DENHAS MAHA. MEDAN. Dewasa ini, sebuah kawasan yang menjadi salah satu perhatian pemerintah pusat maupun daerah adalah Danau Toba. Adanya keinginan keras dari Pemerintah Pusat menggen­jot sektor pariwisata di ka­wasan Danau Toba, menjadi­kan kawasan ini wajib dan ha­­rus dikonservasi sehingga layak menjadi daerah tujuan wisata.




Menjadikan Danau Toba sebagai daerah tujuan wisata, tentunya banyak hal yang harus kita benahi, salah satunya sarana dan prasarananya. Untuk itu diperlukan sinergitas antara semua pemangku kepentingan (stakeholder) dalam mengembangkan kawasan wisata ini karena dinilai dapat menjadi Destinasi Wisata terbaik di dunia.

Hal ini dikemukakan oleh Wagubsu Brigjen (Purn) DR. Hj. Nurhajizah Marpaung SH, MH saat menerima kunjungan Badan Pelaksana Badan Koordinasi Pengelolaan Ekosistem Kawasan Danau Toba yang diketuai Ir. Ardhi Kusno di ruang kerjanya lantai 9 Kantor Gubsu Jl. Dipenegoro, Medan [Selasa 4/4].

Turut hadir Wakil Sekretaris Badan Pelaksana Badan Koordinasi Pengelolaan Ekosistem Kawasan Danau Toba Ir.
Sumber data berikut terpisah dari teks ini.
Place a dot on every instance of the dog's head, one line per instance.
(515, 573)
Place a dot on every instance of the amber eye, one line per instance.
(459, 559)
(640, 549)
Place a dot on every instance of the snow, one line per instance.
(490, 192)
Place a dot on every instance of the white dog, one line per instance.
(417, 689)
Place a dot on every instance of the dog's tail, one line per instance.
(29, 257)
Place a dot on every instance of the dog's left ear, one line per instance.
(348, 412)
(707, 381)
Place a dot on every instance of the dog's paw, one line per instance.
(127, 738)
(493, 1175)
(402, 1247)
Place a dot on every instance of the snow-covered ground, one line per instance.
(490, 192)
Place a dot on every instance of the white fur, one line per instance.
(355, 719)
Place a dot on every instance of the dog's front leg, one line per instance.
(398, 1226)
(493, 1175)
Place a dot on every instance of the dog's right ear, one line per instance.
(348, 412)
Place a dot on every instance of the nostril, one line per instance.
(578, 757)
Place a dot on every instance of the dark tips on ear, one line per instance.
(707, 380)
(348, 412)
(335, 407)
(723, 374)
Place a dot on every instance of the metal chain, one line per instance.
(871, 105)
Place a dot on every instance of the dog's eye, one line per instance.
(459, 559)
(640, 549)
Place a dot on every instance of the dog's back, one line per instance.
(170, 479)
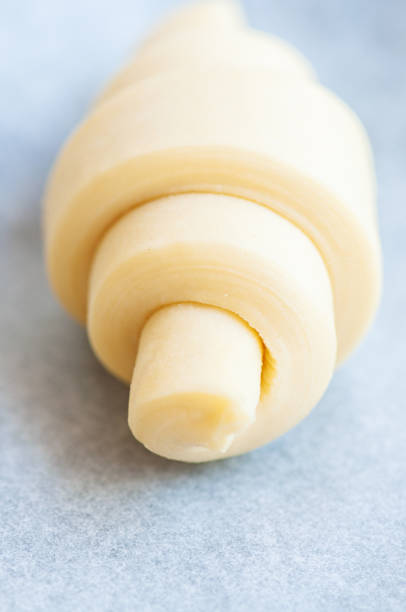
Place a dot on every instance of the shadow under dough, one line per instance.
(59, 400)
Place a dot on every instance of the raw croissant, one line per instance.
(212, 221)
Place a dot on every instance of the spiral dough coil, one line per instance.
(212, 221)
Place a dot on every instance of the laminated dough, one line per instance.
(212, 222)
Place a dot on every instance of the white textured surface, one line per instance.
(89, 520)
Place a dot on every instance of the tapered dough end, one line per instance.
(196, 382)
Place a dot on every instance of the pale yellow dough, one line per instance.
(213, 222)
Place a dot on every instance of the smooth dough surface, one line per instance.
(216, 191)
Yusran Syahri, MSi, Kepala Sekretariat Drs. Rachmad Karo-Karo, Kepala Pusdata Ir. Masdin Girsang MSi dan rombongan serta mewakili Dinas Kominfo dan mewakili Dinas Lingkungan Hidup.
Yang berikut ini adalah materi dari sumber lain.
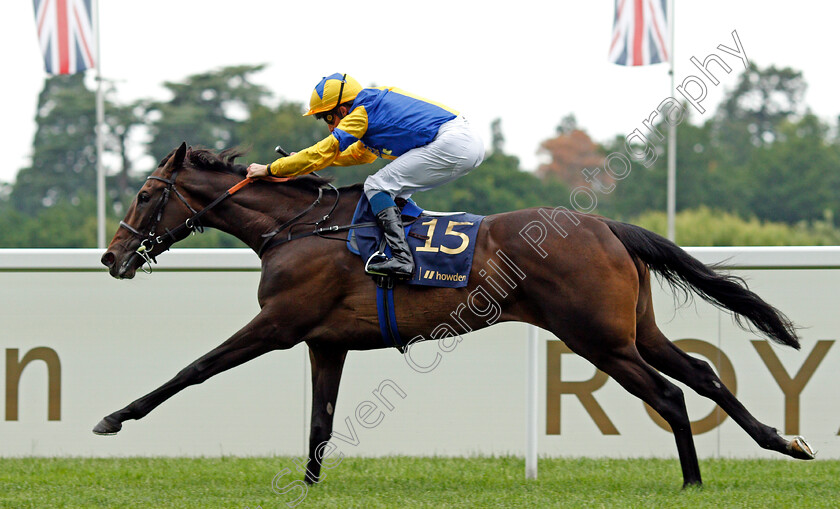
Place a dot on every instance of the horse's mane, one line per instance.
(224, 161)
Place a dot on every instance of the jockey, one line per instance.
(428, 145)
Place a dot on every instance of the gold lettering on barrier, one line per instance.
(555, 387)
(792, 387)
(726, 373)
(14, 369)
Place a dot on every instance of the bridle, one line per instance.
(192, 224)
(148, 241)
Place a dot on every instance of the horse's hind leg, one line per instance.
(327, 364)
(665, 356)
(253, 340)
(628, 368)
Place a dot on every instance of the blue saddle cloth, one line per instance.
(442, 244)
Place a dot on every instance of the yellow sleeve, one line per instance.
(356, 153)
(314, 158)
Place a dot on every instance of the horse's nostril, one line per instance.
(108, 259)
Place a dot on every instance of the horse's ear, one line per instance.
(177, 159)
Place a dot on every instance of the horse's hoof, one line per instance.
(107, 426)
(800, 449)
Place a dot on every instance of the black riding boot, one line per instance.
(401, 263)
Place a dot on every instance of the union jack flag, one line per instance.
(640, 32)
(65, 31)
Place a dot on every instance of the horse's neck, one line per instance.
(251, 213)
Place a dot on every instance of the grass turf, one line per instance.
(413, 482)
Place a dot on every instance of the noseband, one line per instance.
(193, 225)
(148, 242)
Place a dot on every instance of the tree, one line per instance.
(497, 185)
(64, 149)
(570, 152)
(206, 110)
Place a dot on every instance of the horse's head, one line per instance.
(153, 222)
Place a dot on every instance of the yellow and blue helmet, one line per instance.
(332, 91)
“Perlu adanya investor yang dapat sekaligus membangun kawasan wisata Danau Toba dalam waktu yang bersamaan,“ ujar Wagubsu.
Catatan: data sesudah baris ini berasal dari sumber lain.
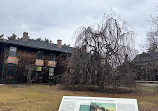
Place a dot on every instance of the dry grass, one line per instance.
(46, 98)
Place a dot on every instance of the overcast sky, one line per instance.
(58, 19)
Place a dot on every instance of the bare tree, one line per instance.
(152, 35)
(100, 56)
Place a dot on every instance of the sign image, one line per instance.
(77, 103)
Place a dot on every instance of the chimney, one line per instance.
(59, 42)
(25, 37)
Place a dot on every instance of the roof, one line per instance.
(39, 45)
(153, 56)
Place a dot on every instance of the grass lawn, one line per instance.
(46, 98)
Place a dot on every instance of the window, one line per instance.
(38, 71)
(52, 56)
(12, 51)
(51, 71)
(11, 69)
(39, 55)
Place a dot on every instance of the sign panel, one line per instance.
(76, 103)
(52, 63)
(39, 62)
(12, 59)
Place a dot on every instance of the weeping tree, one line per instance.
(102, 56)
(152, 36)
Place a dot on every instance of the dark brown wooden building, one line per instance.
(19, 56)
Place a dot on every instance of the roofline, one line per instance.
(6, 42)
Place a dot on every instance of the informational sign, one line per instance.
(76, 103)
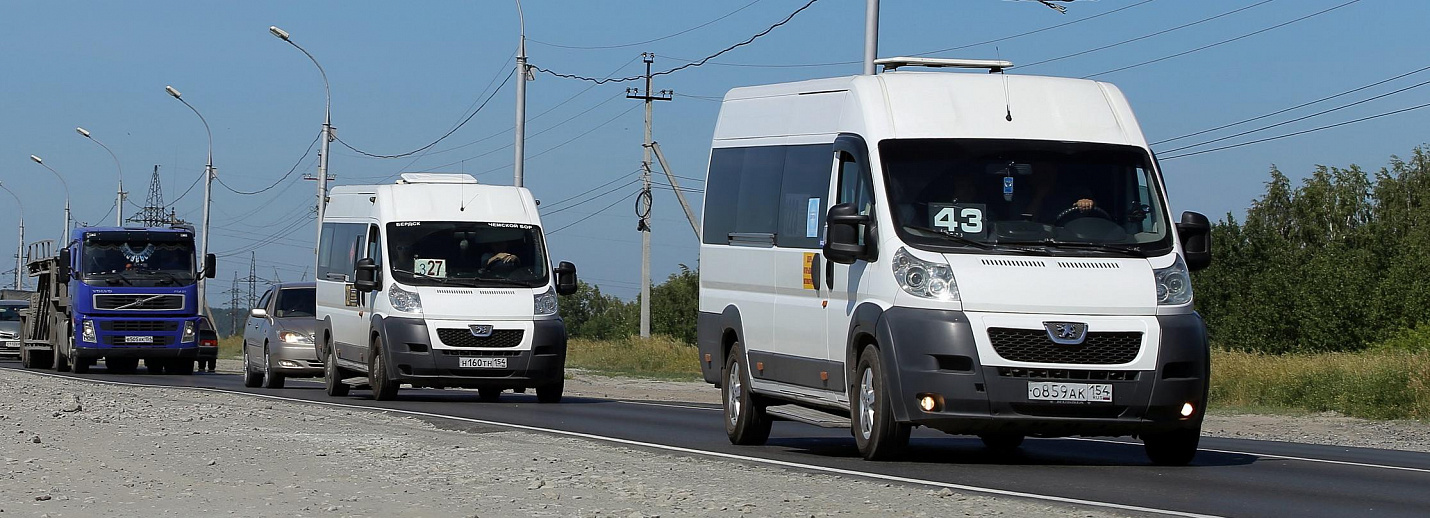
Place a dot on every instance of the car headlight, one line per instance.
(924, 279)
(403, 301)
(545, 302)
(1173, 284)
(87, 332)
(288, 336)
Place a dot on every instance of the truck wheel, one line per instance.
(745, 419)
(270, 379)
(1174, 448)
(875, 431)
(383, 388)
(551, 392)
(333, 375)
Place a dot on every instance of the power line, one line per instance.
(1302, 132)
(639, 43)
(695, 63)
(1223, 42)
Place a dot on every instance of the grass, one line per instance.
(657, 357)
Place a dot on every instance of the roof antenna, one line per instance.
(1007, 102)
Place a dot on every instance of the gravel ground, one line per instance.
(79, 450)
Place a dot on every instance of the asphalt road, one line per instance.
(1229, 477)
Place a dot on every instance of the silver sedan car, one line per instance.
(278, 341)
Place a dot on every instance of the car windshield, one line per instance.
(137, 262)
(977, 195)
(296, 302)
(466, 253)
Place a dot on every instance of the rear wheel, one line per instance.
(745, 419)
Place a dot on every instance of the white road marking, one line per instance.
(681, 450)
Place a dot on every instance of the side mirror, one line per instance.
(841, 236)
(1196, 239)
(63, 268)
(366, 275)
(565, 278)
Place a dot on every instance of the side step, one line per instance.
(807, 415)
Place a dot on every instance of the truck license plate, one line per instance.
(482, 362)
(1047, 391)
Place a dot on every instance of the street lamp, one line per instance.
(19, 249)
(119, 195)
(208, 189)
(326, 136)
(65, 238)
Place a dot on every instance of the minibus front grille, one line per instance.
(1034, 347)
(464, 338)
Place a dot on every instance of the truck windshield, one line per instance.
(977, 195)
(137, 262)
(466, 253)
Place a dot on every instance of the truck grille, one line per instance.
(462, 338)
(137, 302)
(1034, 345)
(139, 325)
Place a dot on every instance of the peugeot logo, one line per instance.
(1066, 332)
(481, 329)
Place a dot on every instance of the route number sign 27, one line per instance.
(960, 219)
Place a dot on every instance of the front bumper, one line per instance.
(416, 361)
(934, 352)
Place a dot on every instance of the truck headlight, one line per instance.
(545, 302)
(924, 279)
(87, 332)
(1173, 284)
(403, 301)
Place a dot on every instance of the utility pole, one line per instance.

Dengan adanya kawasan wisata Danau Toba, diharapkan dapat menarik para wisatawan untuk berkunjung ke daerah wisata lainnya yang ada di Provinsi Sumatera Utara.





“Perlu adanya sumbangsih pemikiran dari para stakeholder bagaimana caranya para wisatawan saat berkunjung ke Danau Toba juga dalam satu waktu perjalanan dapat berkinjung ke tempat wisata lainnya,” pungkas Nurhajizah.

Pada kesempatan yang sama, Ketua Harian Badan Pelaksana Badan Koordinasi Pengelolaan Ekosistem Kawasan Danau Toba Ir. Ardhi Kusno menyampaikan pihaknya terus melakukan upaya-upaya dalam hal pengelolaan ekosistem Danau Toba.

“Mela­lui konservasi, diharapkan kawasan Danau Toba tetap lestari dengan keasri­annya dan tetap menjadi daya tarik kunjungan wisata utama bagi Indonesia,” ujar Ardhi.